Bosnian dramaturgist and academic

Zehra Kreho (born 17 August 1954) is a Bosnian dramaturge, dramaturgist, literary theorist, university professor and public intellectual.

==Life and career==
=== Early life ===
Kreho was born on 17 August 1954, in Travnik, PR Bosnia and Herzegovina, then part of FPR Yugoslavia, into a family of Yugoslav diplomats. She spent her early childhood in Nairobi, Kenya, and Addis Ababa, Ethiopia, where her father was stationed at the Yugoslav embassy, completing her primary education in both cities. After returning to Yugoslavia, she enrolled at the prestigious First Sarajevo Gymnasium (Prva Sarajevska gimnazija), the oldest secondary school in Bosnia and Herzegovina whose alumni include novelist and Nobel Prize laureate Ivo Andrić and chemist and Nobel Prize laureate Vladimir Prelog.

=== Education ===
In 1974, Kreho graduated with degrees in Comparative Literature and Dramaturgy from the Faculty of Philosophy at the University of Sarajevo, specializing in Comparative Literature and Theatre Studies. She went on to earn a master’s degree in Dramatic Arts in 1978 from the Academy of Dramatic Arts in Belgrade, receiving the title of Master of Science in Dramaturgy. In 1981, Kreho completed her PhD in Humanities with a focus on Dramaturgy at the Faculty of Philosophy at the University of Zagreb, obtaining the title of Doctor of Science. In 1982, she was awarded a Fulbright Scholarship for postdoctoral studies at Columbia University in New York. From 1983 to 1986, Kreho continued her postdoctoral work at Columbia University on multiple occasions, receiving two extensions at the university’s request. During this period, she served as an assistant to Professor Eric Bentley in the field of Dramaturgy.

=== Academic career ===
She played an active role in establishing the Department of Dramaturgy at the Academy of Performing Arts in Sarajevo, alongside Prof. Dr. Razija Lagumdžija and the then-dean of the Academy. After its founding, she took an active part in implementing the department’s curriculum. From July 1993 to December 1998, she served as an assistant professor at the Academy of Performing Arts in Sarajevo. From December 1998 to December 2002, she held the position of associate professor, and since December 2002, she has been a full professor at the Academy.

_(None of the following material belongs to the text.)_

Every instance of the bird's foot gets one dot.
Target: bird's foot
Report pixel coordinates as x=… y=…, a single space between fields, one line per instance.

Between 1999 and 2003, she also served as vice-dean and was a permanent member of the Senate of the University of Sarajevo during this time. From 2007 to 2011, she was a member of the Board of Directors of the Academy of Performing Arts.

On two occasions, she was a guest of the U.S. government, most recently in 1997, participating in the U.S. Department of State’s program on regional theatre. During this period, she delivered lectures at the University of Colorado Boulder, specializing in Shakespeare studies, as well as at the University of Phoenix, Arizona, Seattle University, and Georgetown University in Washington, D.C. At the invitation of Columbia University, she extended her stay to offer a course on the works of William Shakespeare.

=== Theatre career ===
From 1975 to 1993, she worked as a dramaturge at the Sarajevo National Theatre. During her tenure, she contributed to over one hundred productions, for which she received numerous awards in Yugoslavia.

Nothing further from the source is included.